Il Consiglio Elettorale Nazionale dell’Ecuador ha proclamato la vittoria del presidente uscente di destra Daniel Noboa alle elezioni presidenziali, dopo un netto vantaggio sulla candidata di sinistra Luisa González. Con il 92% delle urne scrutinate, Noboa ha ottenuto il 55,8% dei voti, contro il 44,1% della sfidante, con un margine superiore al milione di preferenze.
I dati, giudicati “irreversibili” dalla presidente del Consiglio elettorale Diana Atamaint, hanno segnato un divario sorprendente rispetto al primo turno dello scorso febbraio, quando Noboa superò González per poco più di 16.000 voti. L’ampiezza dello scarto ha alimentato sospetti e polemiche tra i sostenitori dell’opposizione.
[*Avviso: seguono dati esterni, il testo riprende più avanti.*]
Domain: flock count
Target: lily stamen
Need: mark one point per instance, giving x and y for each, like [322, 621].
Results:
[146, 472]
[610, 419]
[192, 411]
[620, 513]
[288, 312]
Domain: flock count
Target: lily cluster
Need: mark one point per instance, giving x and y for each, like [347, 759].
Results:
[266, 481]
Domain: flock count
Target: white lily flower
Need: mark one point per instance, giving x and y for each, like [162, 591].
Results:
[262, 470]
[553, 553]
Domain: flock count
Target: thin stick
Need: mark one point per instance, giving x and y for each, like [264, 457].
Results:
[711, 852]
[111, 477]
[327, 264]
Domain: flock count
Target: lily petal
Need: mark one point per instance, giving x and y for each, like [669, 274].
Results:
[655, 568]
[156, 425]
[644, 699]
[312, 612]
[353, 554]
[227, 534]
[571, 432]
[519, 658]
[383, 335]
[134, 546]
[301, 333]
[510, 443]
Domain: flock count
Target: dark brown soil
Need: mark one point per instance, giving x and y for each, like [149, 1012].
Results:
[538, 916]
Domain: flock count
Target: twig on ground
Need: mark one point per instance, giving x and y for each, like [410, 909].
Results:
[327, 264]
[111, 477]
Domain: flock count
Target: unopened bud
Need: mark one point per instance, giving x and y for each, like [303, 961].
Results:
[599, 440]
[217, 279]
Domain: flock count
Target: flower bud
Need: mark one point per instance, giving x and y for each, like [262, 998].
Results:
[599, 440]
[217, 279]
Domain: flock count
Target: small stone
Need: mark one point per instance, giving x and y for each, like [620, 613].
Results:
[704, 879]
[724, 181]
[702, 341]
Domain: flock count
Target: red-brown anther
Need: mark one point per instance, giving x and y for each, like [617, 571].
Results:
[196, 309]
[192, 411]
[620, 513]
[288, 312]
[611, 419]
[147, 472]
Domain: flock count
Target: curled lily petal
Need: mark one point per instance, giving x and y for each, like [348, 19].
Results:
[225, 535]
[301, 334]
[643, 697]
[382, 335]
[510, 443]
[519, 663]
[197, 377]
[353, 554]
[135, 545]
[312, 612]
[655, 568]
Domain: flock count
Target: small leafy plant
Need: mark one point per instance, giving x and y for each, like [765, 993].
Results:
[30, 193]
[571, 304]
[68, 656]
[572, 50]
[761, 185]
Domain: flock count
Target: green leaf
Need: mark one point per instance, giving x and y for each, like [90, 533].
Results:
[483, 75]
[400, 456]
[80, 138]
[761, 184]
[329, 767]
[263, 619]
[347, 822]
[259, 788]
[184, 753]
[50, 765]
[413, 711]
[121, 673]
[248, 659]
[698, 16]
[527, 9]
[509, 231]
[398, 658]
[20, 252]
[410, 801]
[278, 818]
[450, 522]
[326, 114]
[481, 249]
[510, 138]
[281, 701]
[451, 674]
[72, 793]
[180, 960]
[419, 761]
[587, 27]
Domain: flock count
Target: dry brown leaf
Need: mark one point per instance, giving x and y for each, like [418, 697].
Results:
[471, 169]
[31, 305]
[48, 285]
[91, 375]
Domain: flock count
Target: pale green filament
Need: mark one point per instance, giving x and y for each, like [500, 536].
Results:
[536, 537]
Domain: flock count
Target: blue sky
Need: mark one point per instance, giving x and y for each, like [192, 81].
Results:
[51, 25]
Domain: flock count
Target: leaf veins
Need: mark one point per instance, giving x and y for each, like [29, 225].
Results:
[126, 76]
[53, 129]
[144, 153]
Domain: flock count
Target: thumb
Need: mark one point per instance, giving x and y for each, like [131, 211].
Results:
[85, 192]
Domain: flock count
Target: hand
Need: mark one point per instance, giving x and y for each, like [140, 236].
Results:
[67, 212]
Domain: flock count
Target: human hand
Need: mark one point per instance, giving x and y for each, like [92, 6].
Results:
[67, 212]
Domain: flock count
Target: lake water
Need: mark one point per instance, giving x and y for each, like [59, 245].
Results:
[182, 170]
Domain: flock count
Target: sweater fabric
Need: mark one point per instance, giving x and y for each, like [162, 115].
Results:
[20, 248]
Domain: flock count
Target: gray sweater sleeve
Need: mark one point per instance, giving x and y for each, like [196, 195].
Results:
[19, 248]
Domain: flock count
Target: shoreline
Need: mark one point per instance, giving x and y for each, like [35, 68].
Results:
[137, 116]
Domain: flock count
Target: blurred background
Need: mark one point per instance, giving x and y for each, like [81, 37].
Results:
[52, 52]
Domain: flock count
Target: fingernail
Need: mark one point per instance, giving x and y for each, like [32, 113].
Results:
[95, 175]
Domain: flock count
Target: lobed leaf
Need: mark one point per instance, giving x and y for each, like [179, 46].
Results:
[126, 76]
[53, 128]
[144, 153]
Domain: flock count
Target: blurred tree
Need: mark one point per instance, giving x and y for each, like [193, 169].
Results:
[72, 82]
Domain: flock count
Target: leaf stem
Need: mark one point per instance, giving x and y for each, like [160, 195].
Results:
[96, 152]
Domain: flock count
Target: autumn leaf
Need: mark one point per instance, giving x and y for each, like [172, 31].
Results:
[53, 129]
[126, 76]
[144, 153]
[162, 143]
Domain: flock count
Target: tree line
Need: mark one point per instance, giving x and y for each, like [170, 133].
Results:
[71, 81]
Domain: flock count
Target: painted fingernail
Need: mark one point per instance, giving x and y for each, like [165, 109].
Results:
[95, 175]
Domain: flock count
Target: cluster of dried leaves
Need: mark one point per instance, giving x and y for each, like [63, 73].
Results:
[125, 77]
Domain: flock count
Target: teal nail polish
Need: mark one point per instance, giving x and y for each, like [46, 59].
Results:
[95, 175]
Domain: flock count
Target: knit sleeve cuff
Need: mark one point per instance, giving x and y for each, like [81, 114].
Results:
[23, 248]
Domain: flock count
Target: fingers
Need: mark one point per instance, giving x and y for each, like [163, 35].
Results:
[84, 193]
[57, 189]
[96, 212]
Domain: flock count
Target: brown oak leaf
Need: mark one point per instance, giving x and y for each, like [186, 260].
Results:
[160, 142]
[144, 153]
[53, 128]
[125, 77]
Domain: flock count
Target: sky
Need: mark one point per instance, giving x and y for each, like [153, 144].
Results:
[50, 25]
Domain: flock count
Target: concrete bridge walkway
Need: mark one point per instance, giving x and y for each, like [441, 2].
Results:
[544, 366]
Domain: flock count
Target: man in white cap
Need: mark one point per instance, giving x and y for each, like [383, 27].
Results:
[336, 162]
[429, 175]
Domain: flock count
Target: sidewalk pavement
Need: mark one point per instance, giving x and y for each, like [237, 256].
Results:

González, parlando ieri sera a Quito ai suoi simpatizzanti, ha rifiutato di riconoscere la sconfitta. “È il peggiore e più grottesco broglio elettorale nella storia dell’Ecuador”, ha dichiarato, annunciando la richiesta di un riconteggio e dell’apertura delle urne. “Mi rifiuto di credere che un popolo preferisca la menzogna alla verità, la violenza alla pace e all’unità”, ha aggiunto.
Anche l’ex presidente Rafael Correa, mentore politico di González, è intervenuto sui social definendo i risultati “impossibili” e denunciando presunte irregolarità. Già nei giorni scorsi, Correa aveva lanciato l’allarme sul rischio che il governo in carica potesse rifiutarsi di lasciare il potere in caso di sconfitta.
Dall’altra parte, Noboa ha ringraziato i suoi elettori definendo il risultato “indiscutibile” e frutto del lavoro svolto soprattutto nelle sette province del litorale, dove ha concentrato la campagna con operazioni militari contro la criminalità e aiuti diretti a famiglie e imprese.
Nella capitale Quito la tensione resta alta. A Guayaquil e lungo la costa centinaia di sostenitori di Noboa sono scesi in strada tra bandiere e cori, celebrando quella che considerano una conferma della linea dura contro l’insicurezza e la crisi economica.
La proclamazione ufficiale dei risultati definitivi è attesa nei prossimi giorni. Nel frattempo, si profila un acceso braccio di ferro politico e legale attorno alla legittimità del voto.